The locals seemed familiar to me – they looked exactly like our Iowa farmer neighbors I recall from my youth. Competent, sturdy, self-reliant, handy at fixing anything with whatever is at hand, able to improvise anything, able to roll with whatever nature throws at them. The clutter around the buildings looked exactly like my memory of our farm tool sheds – odds and ends of old machines, piles of lumber and piping, rolls of wire – never throw anything away because one might need it to fix something else someday.

The local who was our guide told us that her sons had learned commercial line fishing with their father when they were 10, and were in charge of the lines on one side of the boat (and therefore half of the family income) by the time they were 12. They were now in college, and doing well. Again it reminded me of my youth in Iowa when most children at 12 or 13, boys and girls alike, were able to plow or harrow a field, milk a cow, kill and dress a chicken, adjust the carburetor of a car or gasoline engine, and help fix the siding of a barn. (Those days may be past now that big agribusiness has largely replaced the small farm of my youth.)

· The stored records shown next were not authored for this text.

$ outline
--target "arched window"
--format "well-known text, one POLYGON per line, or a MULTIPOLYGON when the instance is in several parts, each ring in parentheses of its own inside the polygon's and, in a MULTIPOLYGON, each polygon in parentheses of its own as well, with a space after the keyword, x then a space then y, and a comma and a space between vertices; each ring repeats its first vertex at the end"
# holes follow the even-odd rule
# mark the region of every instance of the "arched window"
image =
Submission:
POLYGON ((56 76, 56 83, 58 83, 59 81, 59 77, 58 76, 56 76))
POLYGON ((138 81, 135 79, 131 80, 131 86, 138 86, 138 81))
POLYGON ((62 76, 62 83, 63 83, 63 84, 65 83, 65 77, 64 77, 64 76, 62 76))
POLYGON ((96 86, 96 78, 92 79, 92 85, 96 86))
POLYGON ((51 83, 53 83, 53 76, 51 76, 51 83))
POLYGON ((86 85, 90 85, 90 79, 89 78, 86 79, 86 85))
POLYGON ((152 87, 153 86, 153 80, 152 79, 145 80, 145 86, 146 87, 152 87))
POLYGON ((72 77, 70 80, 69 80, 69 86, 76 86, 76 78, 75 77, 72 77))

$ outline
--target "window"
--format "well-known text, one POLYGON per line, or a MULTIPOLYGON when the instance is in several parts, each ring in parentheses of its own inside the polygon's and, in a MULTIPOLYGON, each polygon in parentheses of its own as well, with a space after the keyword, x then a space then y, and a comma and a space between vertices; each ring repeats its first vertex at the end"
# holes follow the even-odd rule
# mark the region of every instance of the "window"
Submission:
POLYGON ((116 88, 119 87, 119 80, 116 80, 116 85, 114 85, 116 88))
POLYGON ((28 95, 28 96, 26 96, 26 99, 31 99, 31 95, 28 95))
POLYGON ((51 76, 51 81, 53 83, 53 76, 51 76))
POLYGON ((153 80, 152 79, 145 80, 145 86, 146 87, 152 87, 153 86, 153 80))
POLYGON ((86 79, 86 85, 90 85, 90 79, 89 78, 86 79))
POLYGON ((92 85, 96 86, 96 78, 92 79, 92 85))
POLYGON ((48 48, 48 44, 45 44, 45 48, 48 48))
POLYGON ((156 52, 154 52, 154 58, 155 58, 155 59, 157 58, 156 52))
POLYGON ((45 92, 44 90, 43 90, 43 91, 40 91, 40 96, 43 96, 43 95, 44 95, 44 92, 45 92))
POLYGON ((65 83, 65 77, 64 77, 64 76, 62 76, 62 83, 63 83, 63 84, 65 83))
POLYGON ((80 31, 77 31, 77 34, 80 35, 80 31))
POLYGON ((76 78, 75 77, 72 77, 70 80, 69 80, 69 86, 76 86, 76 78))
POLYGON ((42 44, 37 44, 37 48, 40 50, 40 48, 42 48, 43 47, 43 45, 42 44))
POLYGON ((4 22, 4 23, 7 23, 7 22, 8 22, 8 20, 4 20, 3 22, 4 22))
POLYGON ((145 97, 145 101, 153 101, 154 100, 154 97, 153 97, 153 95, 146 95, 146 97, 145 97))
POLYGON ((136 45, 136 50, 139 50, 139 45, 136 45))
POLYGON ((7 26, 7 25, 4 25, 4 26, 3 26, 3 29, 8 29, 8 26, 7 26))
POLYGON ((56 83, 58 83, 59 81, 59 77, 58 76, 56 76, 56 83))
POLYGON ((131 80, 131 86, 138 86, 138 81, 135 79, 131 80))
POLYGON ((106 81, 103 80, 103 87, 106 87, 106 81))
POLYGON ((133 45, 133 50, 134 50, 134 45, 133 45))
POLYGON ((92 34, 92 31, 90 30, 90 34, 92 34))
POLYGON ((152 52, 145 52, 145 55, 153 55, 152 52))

The contrast with our comfortable urban life, and the sheltered upbringing of our urban children, was startling, and it reminded me again that nature and history both have a tendency to go through long easy, comfortable periods punctuated by difficult, demanding crises. In the easy periods, all sorts of new species emerge, most overspecialized for their environment. And in the crises most of these overspecialized species become extinct; only the strong, adaptable and self-reliant survive. When our next natural or historical crisis arrives – and it will eventually – I’m betting on these Alaskan outbackers – tempered and hardened by their rugged, independent lifestyle - to be among the survivors.